In 1938, the nuns of the Society of the Sacred Heart settled to the north of Grabów, establishing a chappel. In 1952, it became a parish church, and between 1990 and 1995, in its place was built the St. Sophie Barat Church.

On 8 September 1939, Grabów was captured by the German forces during the siege of Warsaw in the Second World War. On 14 May 1951, it was incorporated into the city.

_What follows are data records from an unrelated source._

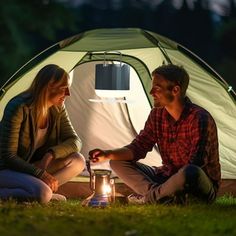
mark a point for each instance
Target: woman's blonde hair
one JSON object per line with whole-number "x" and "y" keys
{"x": 40, "y": 88}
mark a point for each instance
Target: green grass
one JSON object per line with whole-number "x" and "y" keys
{"x": 70, "y": 218}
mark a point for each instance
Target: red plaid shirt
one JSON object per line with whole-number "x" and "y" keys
{"x": 190, "y": 140}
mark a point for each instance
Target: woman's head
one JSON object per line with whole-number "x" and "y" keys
{"x": 50, "y": 87}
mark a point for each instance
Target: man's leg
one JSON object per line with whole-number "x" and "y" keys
{"x": 64, "y": 169}
{"x": 23, "y": 187}
{"x": 143, "y": 180}
{"x": 139, "y": 177}
{"x": 189, "y": 179}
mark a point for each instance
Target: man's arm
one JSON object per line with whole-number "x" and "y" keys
{"x": 98, "y": 155}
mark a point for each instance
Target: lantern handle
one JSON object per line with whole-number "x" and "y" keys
{"x": 90, "y": 174}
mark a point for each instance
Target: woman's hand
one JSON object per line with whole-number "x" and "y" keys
{"x": 98, "y": 155}
{"x": 50, "y": 180}
{"x": 45, "y": 161}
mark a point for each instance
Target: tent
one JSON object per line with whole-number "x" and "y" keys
{"x": 113, "y": 122}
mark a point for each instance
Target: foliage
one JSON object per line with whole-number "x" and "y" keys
{"x": 27, "y": 27}
{"x": 70, "y": 218}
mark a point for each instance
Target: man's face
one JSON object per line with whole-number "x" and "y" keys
{"x": 161, "y": 92}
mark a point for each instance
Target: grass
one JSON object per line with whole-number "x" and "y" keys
{"x": 70, "y": 218}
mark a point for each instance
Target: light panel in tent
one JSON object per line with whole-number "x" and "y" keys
{"x": 112, "y": 80}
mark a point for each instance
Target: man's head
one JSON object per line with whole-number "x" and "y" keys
{"x": 169, "y": 81}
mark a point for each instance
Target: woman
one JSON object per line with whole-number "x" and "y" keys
{"x": 39, "y": 149}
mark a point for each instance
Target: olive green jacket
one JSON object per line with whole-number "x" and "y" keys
{"x": 18, "y": 133}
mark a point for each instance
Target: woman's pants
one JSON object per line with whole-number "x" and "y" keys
{"x": 25, "y": 187}
{"x": 156, "y": 187}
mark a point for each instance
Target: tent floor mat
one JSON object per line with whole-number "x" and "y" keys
{"x": 79, "y": 187}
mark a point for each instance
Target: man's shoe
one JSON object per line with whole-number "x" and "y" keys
{"x": 136, "y": 199}
{"x": 58, "y": 197}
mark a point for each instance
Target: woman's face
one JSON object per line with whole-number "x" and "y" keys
{"x": 58, "y": 92}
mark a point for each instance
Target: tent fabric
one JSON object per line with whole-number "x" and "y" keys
{"x": 110, "y": 125}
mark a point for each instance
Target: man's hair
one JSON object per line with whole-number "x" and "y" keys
{"x": 177, "y": 75}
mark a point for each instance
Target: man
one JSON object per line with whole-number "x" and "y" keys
{"x": 186, "y": 136}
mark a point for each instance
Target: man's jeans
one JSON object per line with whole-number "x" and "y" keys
{"x": 144, "y": 181}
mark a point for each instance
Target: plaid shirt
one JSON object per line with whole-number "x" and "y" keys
{"x": 190, "y": 140}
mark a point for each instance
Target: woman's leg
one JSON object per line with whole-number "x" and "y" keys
{"x": 64, "y": 169}
{"x": 23, "y": 187}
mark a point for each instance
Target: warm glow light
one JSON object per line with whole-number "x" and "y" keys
{"x": 111, "y": 93}
{"x": 106, "y": 189}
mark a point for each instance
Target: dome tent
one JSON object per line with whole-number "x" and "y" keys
{"x": 115, "y": 122}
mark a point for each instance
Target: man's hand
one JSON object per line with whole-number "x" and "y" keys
{"x": 98, "y": 155}
{"x": 50, "y": 180}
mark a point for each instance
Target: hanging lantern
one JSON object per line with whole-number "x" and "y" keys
{"x": 112, "y": 80}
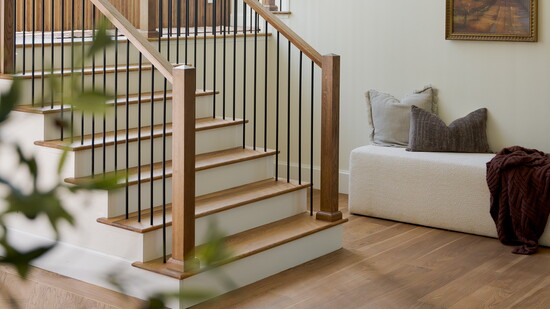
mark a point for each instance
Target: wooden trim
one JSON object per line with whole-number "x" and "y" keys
{"x": 139, "y": 41}
{"x": 7, "y": 37}
{"x": 183, "y": 167}
{"x": 294, "y": 38}
{"x": 330, "y": 130}
{"x": 147, "y": 18}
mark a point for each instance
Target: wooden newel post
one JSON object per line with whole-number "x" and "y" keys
{"x": 7, "y": 37}
{"x": 330, "y": 130}
{"x": 183, "y": 169}
{"x": 270, "y": 5}
{"x": 148, "y": 18}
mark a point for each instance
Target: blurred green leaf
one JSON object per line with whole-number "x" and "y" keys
{"x": 38, "y": 203}
{"x": 22, "y": 260}
{"x": 88, "y": 101}
{"x": 102, "y": 39}
{"x": 9, "y": 99}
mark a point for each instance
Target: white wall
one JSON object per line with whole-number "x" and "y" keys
{"x": 398, "y": 46}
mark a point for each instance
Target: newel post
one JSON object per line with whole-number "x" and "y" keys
{"x": 7, "y": 37}
{"x": 270, "y": 5}
{"x": 148, "y": 15}
{"x": 183, "y": 168}
{"x": 330, "y": 131}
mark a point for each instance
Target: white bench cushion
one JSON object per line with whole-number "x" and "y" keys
{"x": 443, "y": 190}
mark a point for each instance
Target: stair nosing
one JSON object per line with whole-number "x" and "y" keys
{"x": 167, "y": 271}
{"x": 120, "y": 101}
{"x": 158, "y": 133}
{"x": 295, "y": 187}
{"x": 147, "y": 179}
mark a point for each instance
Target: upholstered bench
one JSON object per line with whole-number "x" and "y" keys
{"x": 442, "y": 190}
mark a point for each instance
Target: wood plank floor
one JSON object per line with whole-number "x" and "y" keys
{"x": 384, "y": 264}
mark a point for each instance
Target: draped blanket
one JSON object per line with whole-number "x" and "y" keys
{"x": 519, "y": 182}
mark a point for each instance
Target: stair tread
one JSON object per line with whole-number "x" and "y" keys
{"x": 207, "y": 204}
{"x": 202, "y": 124}
{"x": 253, "y": 241}
{"x": 121, "y": 100}
{"x": 203, "y": 162}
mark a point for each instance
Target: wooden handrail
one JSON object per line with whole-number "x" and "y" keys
{"x": 7, "y": 37}
{"x": 294, "y": 38}
{"x": 139, "y": 41}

In the 1980s and 1990s, the housing estate of Grabów, composed of terraced houses, was built between Puławska Street, Mączyńskiego Street, Taneczna Street, and Grabów Canal, to the east of the neighbourhood.

== Characteristics ==
Grabów is a low-rise residential area, mostly composed of single-family houses. The neighbourhood includes the St. Sophie Barat Church, cojoined with the monastery of the Society of the Sacred Heart, placed at 65 Taneczna Street. Additionally, the Zabłocki Lake, which measures 0.92 ha, is placed to the east of the neighbourhood, near Krasnowolska and Poloneza Streets.